O A tinha seguro de responsabilidade civil automóvel contratado com C - Companhia de Seguros, S.A.
Em 15/12/1997, D e mulher E, pais de B, demandaram judicialmente a C, pedindo a condenação desta a pagar-lhes a indemnização de 15.335.760$00, com juros de mora às taxas legais desde a citação.
A Ré contestou.
Os AA. ampliaram depois o pedido acrescentando-lhe 257.400$00.
A ampliação não foi admitida.
Na sentença final a acção foi julgada parcialmente procedente, com a condenação da R. a pagar aos AA. 7.410.760$00, com juros de mora à taxa legal desde a citação.
Apelaram os AA.
A Relação, dando parcial provimento ao recurso, elevou a indemnização para 10.000.000$00, devida por danos não patrimoniais.
Pedem agora os AA. revista, concluindo:
1. Os recorrentes sofreram por motivo do óbito do seu filho, dano patrimonial - lucro cessante - resultante da perda da contribuição mensal no montante de 100 contos.
2. Tal dano deve ser equitativamente valorado em 5.000.000$00.
3. Fixando-se a indemnização total em 15.410.760$00, acrescida dos juros moratórios sentenciados.
4. O acórdão recorrido violou os art.ºs 483º, n.º 1, e 495º, n.º 3, do Código Civil.
A recorrida não contra-alegou.
Remete-se para a matéria de facto fixada pela Relação - art.º 713º, n.º 6, e 726º do C.P.C.
O objecto do recurso está delimitado pelas conclusões art.ºs 684º, n.º 3, e 690, n.º 2, do C.P.C.
Na petição inicial os AA. invocaram danos não patrimoniais (10.000.000$00) e danos patrimoniais, incluindo nestes 5.000.000$00 pela perda económica resultante da falta de contribuição do falecido filho para as despesas do agregado familiar.
As instâncias, considerando os factos provados, negaram-lhes a indemnização quanto a este dano.
Vem provado:
O Vítor Manuel faleceu com 23 anos de idade no estado de solteiro, sem deixar filhos e sendo os seus pais os únicos e universais herdeiros.
Auferia da sua profissão de carpinteiro de cofragem 190.000$00 mensais.
Residia com os AA., a quem entregava 100.000$00 mensais, que viviam com mais 6 filhos e 2 netos.
Os AA. tinham alegado que o filho falecido lhes entregava os 100.000$00 para ajuda do sustento da família.
E que vivem hoje com dificuldades económicas acrescidas dada a falta do contributo do filho.
Nada disto se provou
Está em causa a obrigação de indemnizar os AA. pelos danos resultantes da morte do filho B - art.º 483º, n.º 1 do Código Civil.

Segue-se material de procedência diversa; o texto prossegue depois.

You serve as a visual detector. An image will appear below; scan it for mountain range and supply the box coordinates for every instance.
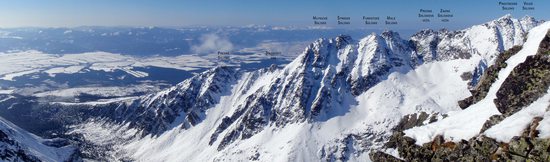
[1,14,549,161]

Concretamente e aqui a indemnização prevista no n.º 3 do art.º 495º do mesmo Código.
Que dispõe:
"Têm igualmente direito a indemnização os que podiam exigir alimentos ao lesado ou aqueles a quem o lesado os prestava no cumprimento de uma obrigação natural"
Os filhos estão vinculados à prestação de alimentos se os puderem prestar e os pais deles carecem - art.ºs 2009, n.º 1 b) e 2004, n.º 1, do Código Civil.
Como é sabido, Vaz Serra sustentou que o n.º 3 do art.º 495º é aplicável:
a) Às pessoas que ao tempo da lesão podiam exigir alimentos ao lesado.
b) Às pessoas que ulteriormente teriam tal direito se o lesado fosse vivo.
Neste segundo caso trata-se de dano futuro que o tribunal pode atender nos termos do art.º 564º, n.º 2, do C. Civil (1) .
Como bem observou o acórdão recorrido, não resulta dos factos provados situação donde se possa concluir que o falecido B prestava ou devia prestar alimentos aos AA.
Sabe-se apenas que ele vivia com os AA. a quem entregava 100.000$00 do salário mensal que auferia.
Contribuía assim, naturalmente, para o pagamento das despesas com o seu sustento em casa dos pais, como se depreende "prima facie".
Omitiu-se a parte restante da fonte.